4. Post-Keynesian Policy Recommendations
📌 Post-Keynesians argue that economic policies should focus on demand management, employment, and financial regulation.
✔ 1. Fiscal Policy (Government Spending)
- Keynesian policies should be permanent, not just during recessions.
- Governments should invest in infrastructure, healthcare, and education.
✔ 2. Full Employment Policies
- Advocates Job Guarantee Programs (inspired by Keynes’ idea of government as an employer of last resort).
- Example: Argentina’s Jefes de Hogar employment program.
✔ 3. Financial Regulation
- Stronger banking regulations to prevent crises (e.g., Glass-Steagall Act).
- Control over speculative activities (e.g., Tobin Tax on financial transactions).
✔ 4. Progressive Taxation & Income Redistribution
- High incomes should be taxed progressively to reduce inequality.
- Universal Basic Income (UBI) and higher minimum wages to boost demand.

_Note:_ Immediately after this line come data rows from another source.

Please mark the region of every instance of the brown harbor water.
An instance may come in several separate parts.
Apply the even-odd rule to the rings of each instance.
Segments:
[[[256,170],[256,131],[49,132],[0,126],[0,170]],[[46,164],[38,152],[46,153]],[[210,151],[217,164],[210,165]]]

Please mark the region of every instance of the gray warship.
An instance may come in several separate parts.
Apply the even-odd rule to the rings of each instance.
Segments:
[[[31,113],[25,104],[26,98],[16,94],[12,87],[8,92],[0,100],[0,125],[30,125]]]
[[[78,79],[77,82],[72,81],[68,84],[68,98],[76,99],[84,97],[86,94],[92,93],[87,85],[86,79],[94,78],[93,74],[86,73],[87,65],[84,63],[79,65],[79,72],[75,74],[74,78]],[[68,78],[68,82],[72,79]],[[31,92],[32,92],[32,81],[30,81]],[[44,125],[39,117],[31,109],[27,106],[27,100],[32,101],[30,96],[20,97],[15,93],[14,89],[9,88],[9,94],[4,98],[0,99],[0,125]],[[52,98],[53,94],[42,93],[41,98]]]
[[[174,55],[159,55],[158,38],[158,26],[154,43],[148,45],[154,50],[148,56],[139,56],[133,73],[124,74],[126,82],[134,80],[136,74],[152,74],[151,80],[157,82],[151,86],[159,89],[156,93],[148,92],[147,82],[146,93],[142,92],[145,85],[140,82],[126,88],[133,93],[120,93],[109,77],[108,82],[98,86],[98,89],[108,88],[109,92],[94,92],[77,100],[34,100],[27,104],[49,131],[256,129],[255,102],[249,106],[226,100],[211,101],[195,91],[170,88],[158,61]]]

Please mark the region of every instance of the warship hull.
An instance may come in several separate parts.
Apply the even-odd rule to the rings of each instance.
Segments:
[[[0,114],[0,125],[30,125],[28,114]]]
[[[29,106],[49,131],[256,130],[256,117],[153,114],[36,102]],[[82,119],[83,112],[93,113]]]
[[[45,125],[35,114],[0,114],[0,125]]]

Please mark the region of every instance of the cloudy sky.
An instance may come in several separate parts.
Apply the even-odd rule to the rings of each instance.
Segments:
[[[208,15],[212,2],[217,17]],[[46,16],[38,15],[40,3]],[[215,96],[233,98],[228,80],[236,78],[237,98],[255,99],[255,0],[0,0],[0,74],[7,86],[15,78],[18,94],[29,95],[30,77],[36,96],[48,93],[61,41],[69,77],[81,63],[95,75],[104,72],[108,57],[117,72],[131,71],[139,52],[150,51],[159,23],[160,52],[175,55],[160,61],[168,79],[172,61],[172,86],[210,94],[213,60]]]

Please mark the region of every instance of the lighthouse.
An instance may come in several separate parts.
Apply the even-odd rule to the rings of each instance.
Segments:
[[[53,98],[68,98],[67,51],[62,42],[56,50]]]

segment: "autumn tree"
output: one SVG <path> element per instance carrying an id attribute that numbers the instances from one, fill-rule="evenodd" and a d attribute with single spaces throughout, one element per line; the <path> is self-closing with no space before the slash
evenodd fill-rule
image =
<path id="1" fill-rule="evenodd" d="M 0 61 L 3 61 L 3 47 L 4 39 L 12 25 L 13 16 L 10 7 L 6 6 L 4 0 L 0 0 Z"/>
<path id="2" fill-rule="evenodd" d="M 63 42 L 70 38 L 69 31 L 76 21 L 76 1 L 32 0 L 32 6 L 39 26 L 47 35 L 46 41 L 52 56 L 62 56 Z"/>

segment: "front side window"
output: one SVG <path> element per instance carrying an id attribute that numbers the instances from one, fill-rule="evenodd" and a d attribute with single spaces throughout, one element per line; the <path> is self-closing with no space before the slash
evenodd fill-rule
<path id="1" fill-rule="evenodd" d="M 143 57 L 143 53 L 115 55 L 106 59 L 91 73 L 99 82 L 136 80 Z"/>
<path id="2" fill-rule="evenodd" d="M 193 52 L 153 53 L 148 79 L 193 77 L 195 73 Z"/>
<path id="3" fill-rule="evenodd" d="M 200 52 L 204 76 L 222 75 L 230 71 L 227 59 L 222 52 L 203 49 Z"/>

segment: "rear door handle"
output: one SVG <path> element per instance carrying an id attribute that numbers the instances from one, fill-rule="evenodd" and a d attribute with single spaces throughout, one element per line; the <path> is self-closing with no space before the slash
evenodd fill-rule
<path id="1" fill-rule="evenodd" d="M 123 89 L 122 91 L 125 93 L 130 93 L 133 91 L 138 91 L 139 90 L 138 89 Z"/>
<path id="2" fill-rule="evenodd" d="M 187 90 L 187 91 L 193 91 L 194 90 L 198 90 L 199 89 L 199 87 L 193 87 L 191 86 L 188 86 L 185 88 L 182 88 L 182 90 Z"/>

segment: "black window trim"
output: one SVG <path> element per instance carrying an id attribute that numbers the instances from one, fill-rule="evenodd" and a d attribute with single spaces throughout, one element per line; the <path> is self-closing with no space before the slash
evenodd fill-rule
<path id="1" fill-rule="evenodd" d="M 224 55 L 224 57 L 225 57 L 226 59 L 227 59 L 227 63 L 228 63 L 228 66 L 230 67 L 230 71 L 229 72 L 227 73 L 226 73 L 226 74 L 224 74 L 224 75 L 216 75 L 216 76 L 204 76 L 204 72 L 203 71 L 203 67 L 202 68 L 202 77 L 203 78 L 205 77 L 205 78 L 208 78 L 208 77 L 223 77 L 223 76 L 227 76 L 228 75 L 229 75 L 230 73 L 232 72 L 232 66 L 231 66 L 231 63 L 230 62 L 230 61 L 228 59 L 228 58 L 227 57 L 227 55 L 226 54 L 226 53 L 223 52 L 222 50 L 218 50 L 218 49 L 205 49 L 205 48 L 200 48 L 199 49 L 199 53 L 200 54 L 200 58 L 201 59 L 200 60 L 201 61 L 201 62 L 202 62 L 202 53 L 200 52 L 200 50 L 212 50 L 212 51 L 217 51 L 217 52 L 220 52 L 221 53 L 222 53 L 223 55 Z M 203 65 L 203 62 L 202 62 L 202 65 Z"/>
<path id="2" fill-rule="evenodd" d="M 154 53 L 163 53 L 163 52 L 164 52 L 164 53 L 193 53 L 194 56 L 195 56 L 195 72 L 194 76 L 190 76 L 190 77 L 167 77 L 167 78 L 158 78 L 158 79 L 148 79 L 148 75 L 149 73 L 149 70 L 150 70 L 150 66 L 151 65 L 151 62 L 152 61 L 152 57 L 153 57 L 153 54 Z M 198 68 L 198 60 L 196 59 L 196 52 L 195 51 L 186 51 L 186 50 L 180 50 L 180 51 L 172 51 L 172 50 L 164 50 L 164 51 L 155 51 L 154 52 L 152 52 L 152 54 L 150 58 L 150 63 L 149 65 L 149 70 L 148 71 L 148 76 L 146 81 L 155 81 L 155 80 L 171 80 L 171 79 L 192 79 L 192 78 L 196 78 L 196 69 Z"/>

5. Differences Between Keynesian and Post-Keynesian Economics
| Feature | Keynesian Economics | Post-Keynesian Economics |
|---|---|---|
| Equilibrium | Focuses on short-run equilibrium | Rejects equilibrium, focuses on dynamic processes |
| Uncertainty | Less emphasis on uncertainty | Fundamental uncertainty drives investment |
| Money & Finance | Money supply is controlled by central banks | Banks create money endogenously |
| Income Distribution | Not a central issue | Key issue affecting demand and growth |
| Government Role | Intervene during recessions | Permanent role in managing demand and full employment |
| Crisis Explanation | Market failures | Financial instability and speculation |
6. Criticism of Post-Keynesian Economics
✔ Too much reliance on government intervention – Critics argue this could lead to inflation and inefficiency.
✔ Lack of a single, unified model – Post-Keynesianism includes multiple competing theories.
✔ Difficult to apply in policy – Some ideas (e.g., financial instability) are hard to quantify.
🚀 Counterpoint: Recent crises (e.g., 2008) validate Post-Keynesian concerns about financial instability and inequality.
7. Conclusion
✔ Post-Keynesian Economics extends Keynes’ ideas by emphasizing financial instability, inequality, and real-world market failures.
✔ It argues that demand, uncertainty, and institutions shape economic outcomes.
✔ Policy focus: Full employment, strong financial regulations, and income redistribution.
✔ Minsky’s insights on financial crises have gained recognition after 2008, making PKE more relevant than ever.